Reading Data from a Web Page

I’m looking to write a utility that:

1…Reads the Window Title of the currently displayed web page
2…Reads the HTML code for a string (“analytics”)
3…Can read a W3C HTML validation results page for data (the error count total)
4…Can read a W3C CSS validation results page for data (the error count total)

Ideally I want to do this without seeing the W3C pages–i.e. a background query of some sort where AppleScript provides the URL and the validator replies back in to the script (not on-screen) and I parse the results for the info I need. But if that’s not possible, then I assume whatever technique I use for 1 and 2 can be used for 3 and 4 (parse the page for data once it’s displayed).

I’m going to guess I will be using “curl” but need a basic tutorial on it’s usage (how to query, how to parse results), as used from AppleScript. Unless there are better ways to do this. Not expecting finished code, but just some examples.

THANKS!

This is a simple example of getting web page source and extracting lines. It uses Safari to get the URL of the current page, and the name. But there are other ways to do that; this is the simplest.

tell application “Safari”
tell document 1
set loc_raw to URL
set win to name
end tell
end tell

set loc to quoted form of loc_raw
set analytics_txt to quoted form of (do shell script “curl " & loc & " | grep ‘analytics’”)

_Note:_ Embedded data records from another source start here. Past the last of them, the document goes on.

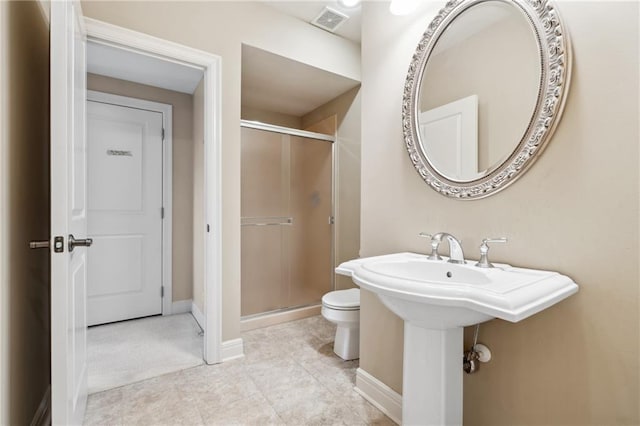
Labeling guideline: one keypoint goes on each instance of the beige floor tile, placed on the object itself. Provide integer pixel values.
(321, 413)
(254, 410)
(289, 375)
(104, 408)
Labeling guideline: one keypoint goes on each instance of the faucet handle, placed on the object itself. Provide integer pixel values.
(434, 246)
(484, 251)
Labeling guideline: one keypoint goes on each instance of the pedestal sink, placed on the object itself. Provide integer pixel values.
(436, 299)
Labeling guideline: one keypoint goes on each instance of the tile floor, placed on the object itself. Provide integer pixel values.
(289, 376)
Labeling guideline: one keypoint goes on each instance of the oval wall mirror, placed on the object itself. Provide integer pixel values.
(484, 92)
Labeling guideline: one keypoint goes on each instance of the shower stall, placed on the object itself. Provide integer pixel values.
(287, 218)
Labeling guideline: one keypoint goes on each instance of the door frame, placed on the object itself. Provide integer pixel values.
(167, 180)
(211, 65)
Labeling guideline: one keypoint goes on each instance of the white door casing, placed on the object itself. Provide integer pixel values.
(68, 214)
(144, 44)
(125, 211)
(452, 133)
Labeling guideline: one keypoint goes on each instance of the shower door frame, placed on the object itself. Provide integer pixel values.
(311, 135)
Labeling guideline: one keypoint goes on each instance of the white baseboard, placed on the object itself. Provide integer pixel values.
(42, 416)
(180, 307)
(197, 314)
(266, 320)
(380, 395)
(232, 349)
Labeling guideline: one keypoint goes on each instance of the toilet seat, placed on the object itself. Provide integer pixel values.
(342, 300)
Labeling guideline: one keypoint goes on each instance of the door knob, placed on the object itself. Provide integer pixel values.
(73, 243)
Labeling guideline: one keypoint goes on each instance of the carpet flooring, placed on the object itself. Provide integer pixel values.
(131, 351)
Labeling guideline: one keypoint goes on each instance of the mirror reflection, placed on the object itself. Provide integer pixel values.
(479, 91)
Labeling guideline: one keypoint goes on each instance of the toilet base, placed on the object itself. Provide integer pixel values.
(347, 343)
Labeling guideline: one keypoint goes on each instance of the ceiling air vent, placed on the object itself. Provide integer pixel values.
(329, 19)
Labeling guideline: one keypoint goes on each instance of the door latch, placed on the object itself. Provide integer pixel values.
(73, 243)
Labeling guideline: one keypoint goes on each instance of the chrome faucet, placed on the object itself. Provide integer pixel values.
(456, 254)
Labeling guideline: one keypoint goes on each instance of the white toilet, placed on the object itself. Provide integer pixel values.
(342, 307)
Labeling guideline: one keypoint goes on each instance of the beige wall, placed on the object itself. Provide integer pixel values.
(575, 211)
(198, 192)
(182, 222)
(270, 117)
(221, 28)
(346, 108)
(24, 203)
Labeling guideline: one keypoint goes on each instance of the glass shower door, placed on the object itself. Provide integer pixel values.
(287, 231)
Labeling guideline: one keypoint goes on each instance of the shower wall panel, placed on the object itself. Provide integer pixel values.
(287, 232)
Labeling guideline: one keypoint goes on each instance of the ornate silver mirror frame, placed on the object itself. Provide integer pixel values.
(555, 56)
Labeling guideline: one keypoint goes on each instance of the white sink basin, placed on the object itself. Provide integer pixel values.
(436, 299)
(437, 294)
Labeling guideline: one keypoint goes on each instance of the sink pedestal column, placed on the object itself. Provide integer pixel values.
(432, 376)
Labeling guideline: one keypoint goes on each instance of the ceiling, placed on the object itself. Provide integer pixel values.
(309, 10)
(274, 83)
(131, 66)
(269, 82)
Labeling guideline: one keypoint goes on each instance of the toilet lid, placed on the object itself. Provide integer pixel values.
(342, 299)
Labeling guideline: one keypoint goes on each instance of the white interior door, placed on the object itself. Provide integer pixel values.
(451, 132)
(125, 212)
(68, 214)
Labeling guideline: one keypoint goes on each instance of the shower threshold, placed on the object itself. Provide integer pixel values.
(265, 319)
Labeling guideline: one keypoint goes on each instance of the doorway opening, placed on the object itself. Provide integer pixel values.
(131, 80)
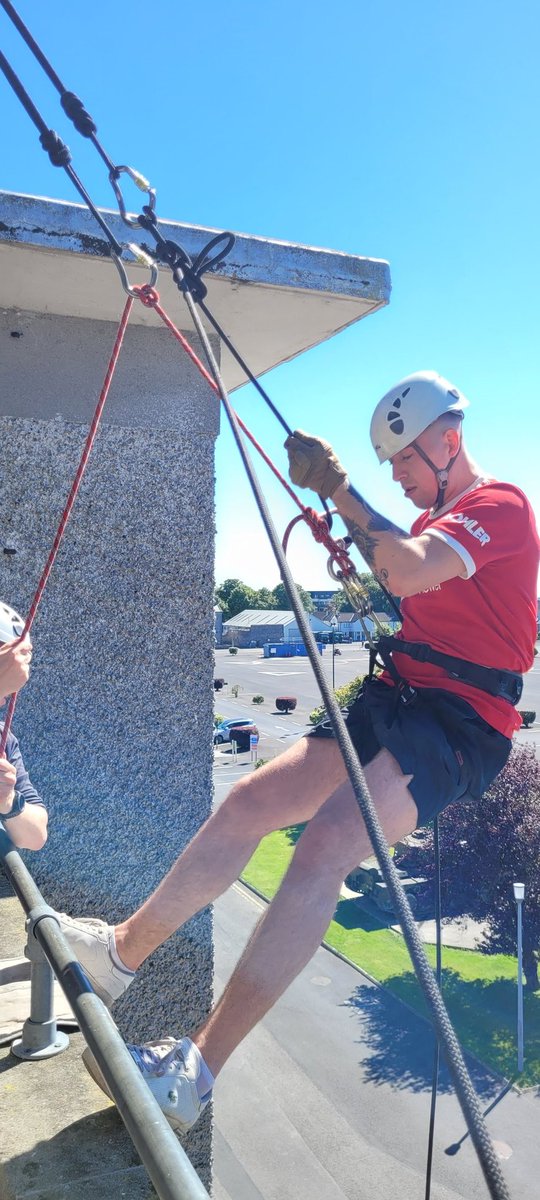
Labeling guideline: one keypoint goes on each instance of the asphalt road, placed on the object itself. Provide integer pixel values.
(294, 677)
(329, 1097)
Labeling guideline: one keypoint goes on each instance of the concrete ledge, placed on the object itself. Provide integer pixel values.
(274, 299)
(58, 1129)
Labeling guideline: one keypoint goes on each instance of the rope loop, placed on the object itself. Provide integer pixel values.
(55, 148)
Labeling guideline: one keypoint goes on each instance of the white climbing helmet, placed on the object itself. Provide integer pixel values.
(11, 624)
(408, 408)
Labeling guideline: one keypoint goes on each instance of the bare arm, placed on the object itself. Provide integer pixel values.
(28, 828)
(403, 564)
(28, 831)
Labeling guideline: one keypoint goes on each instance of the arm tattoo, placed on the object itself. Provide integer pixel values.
(364, 534)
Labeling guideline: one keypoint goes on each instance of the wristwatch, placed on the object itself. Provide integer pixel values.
(16, 808)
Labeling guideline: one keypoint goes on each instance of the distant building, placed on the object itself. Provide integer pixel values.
(255, 627)
(322, 599)
(349, 624)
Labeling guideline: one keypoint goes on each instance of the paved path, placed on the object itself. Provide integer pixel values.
(329, 1098)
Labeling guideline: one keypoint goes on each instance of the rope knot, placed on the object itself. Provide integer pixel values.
(148, 295)
(77, 113)
(55, 148)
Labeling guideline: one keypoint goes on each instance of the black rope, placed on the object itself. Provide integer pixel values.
(57, 149)
(71, 103)
(187, 276)
(442, 1023)
(435, 1083)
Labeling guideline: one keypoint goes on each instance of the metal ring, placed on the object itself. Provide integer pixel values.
(144, 261)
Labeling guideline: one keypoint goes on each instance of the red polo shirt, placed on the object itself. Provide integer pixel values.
(490, 617)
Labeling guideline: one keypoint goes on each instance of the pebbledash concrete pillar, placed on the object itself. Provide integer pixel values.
(115, 724)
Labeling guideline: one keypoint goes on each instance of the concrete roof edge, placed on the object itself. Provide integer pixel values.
(71, 228)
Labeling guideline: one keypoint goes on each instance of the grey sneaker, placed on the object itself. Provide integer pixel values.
(90, 939)
(171, 1069)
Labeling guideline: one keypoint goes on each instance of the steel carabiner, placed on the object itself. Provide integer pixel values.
(143, 259)
(141, 183)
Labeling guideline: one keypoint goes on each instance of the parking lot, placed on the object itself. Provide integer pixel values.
(253, 675)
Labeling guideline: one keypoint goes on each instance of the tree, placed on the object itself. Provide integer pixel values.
(282, 600)
(241, 597)
(223, 593)
(485, 847)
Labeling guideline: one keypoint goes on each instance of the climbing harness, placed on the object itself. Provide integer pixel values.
(187, 275)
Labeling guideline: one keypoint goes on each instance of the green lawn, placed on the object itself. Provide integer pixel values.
(479, 989)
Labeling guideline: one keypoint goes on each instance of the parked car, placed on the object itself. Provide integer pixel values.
(227, 730)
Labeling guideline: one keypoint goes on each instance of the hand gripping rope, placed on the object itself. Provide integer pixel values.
(187, 277)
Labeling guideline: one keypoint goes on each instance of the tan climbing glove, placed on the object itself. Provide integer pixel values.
(312, 463)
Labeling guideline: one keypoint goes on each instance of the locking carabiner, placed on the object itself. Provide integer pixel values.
(141, 183)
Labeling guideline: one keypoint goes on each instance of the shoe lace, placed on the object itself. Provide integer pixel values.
(157, 1056)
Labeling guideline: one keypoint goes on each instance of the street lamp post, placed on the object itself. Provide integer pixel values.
(519, 895)
(334, 624)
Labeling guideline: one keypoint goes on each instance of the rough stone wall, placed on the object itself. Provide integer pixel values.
(115, 724)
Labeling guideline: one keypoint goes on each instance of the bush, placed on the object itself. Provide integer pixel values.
(345, 696)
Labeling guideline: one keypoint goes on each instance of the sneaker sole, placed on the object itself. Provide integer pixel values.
(93, 1068)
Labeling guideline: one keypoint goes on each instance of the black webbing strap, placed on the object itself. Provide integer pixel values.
(507, 684)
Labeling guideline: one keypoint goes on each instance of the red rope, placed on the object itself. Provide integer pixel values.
(317, 522)
(71, 499)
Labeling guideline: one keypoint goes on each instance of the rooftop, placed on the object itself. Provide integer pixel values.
(275, 299)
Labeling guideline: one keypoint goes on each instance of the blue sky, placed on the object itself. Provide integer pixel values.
(406, 132)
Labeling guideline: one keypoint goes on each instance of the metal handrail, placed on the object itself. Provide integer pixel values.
(166, 1162)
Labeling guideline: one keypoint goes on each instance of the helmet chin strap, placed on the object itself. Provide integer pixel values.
(441, 473)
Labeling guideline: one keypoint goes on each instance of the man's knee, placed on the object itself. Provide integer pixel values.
(331, 843)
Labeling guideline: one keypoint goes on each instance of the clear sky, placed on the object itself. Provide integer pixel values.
(397, 131)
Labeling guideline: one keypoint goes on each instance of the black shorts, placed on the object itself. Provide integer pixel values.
(451, 753)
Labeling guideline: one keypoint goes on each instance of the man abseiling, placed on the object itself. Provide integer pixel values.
(429, 731)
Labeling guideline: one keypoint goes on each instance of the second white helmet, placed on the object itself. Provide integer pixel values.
(11, 624)
(408, 408)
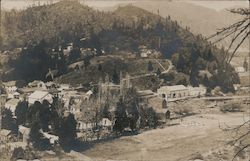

The reason I used quoted form of the result is so you could use it in further do shell script parsing. Alternatively you could keep adding pipes to the curl line. Similar reason for ‘analytics’ quoting; it is not needed in this case, but would be if there was a space in what you searched for. Same for URL. On this page, and many others, there is a question mark in the URL, which would cause an error.

Here’s one I use:

-- First, grab the html from the site chosen:
set HfxWeather to "http://www.findlocalweather.com/forecast/shearwater_ns_ca.html"
set ForCst to (do shell script "curl " & HfxWeather)

set TID to AppleScript's text item delimiters -- save previous value
-- Next, begin parsing out stuff from before and after each data point:

set text item delimiters to "width=\"55\" height=\"58\"><br><span class=\"copy\">"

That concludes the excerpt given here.